Finalement, le gouvernement recule. Par mimétisme, nos élus sont unanimes : il n'est pas question de changer le nom de ce fameux pont. Pendant ce temps, le peuple travaille, butine, se divertit. La superficialité de certains milieux lui fait perdre le goût de l'intérêt public. Le mépris de la culture populaire engendre le cynisme et l'indifférence.

La «pertinence du Bloc»

Quelques semaines plus tard, vient alors le tour de Pierre Karl Péladeau de faire une déclaration qui aurait pu lui fournir bien des appuis dans la population si elle avait été maintenue. Dans un premier temps, PKP soulignait spontanément qu'en 2014, le Bloc ne serait peut-être plus très efficace pour promouvoir les intérêts du Québec. Il faudra avouer que la question se pose. Surtout chez ceux et celles qui ne souhaitent surtout pas que soit portée au pouvoir la formation de Justin Trudeau.

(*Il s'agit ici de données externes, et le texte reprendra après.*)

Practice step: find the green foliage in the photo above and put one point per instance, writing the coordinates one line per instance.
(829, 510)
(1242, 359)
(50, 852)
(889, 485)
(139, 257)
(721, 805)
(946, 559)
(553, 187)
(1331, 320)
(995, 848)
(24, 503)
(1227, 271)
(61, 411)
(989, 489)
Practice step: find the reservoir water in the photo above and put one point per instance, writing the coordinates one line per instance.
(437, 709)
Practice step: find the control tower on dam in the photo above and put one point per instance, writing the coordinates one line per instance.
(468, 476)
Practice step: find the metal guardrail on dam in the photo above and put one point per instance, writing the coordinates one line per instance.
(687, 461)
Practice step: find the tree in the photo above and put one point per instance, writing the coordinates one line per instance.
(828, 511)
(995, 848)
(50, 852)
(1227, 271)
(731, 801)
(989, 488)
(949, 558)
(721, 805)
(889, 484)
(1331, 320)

Mais sans surprise, faux coup de théâtre : PKP recule. L'ancien premier ministre, Bernard Landry, lui aurait passé un coup de fil pour le convaincre de la «pertinence du Bloc». La journée suivante, PKP rectifie le tir. L'Église a parlé. Le Bloc est une «nécessité» pour l'avenir du Québec. En douter serait s'exposer à l'excommunication.

Objections

Il serait évidemment très facile de tourner en dérision ces deux anecdotes. On pourrait toujours prétendre que d'être attentif à la sensibilité populaire équivaudrait à sombrer dans le plus abject des populismes. Qu'on ne bâtit pas un pays en le privant de ses racines historiques.

Mais ce serait caricaturer mon propos : je ne propose pas de faire du Québec un grand Colisée à ciel ouvert où l'on servirait à quiconque du pain et des jeux, voire des hot-dogs et des combats extrêmes. Ce que je constate avec Michel Maffesoli, c'est qu'existe un grand déphasage entre les élites et la population en général. Et ce déphasage est néfaste.

Pour y remédier, le mouvement souverainiste doit laisser le peuple lui parler d'amour. Faut-il encore le rappeler ? Le mouvement nationaliste ne peut défendre les intérêts du Québec sans l'appui de la population.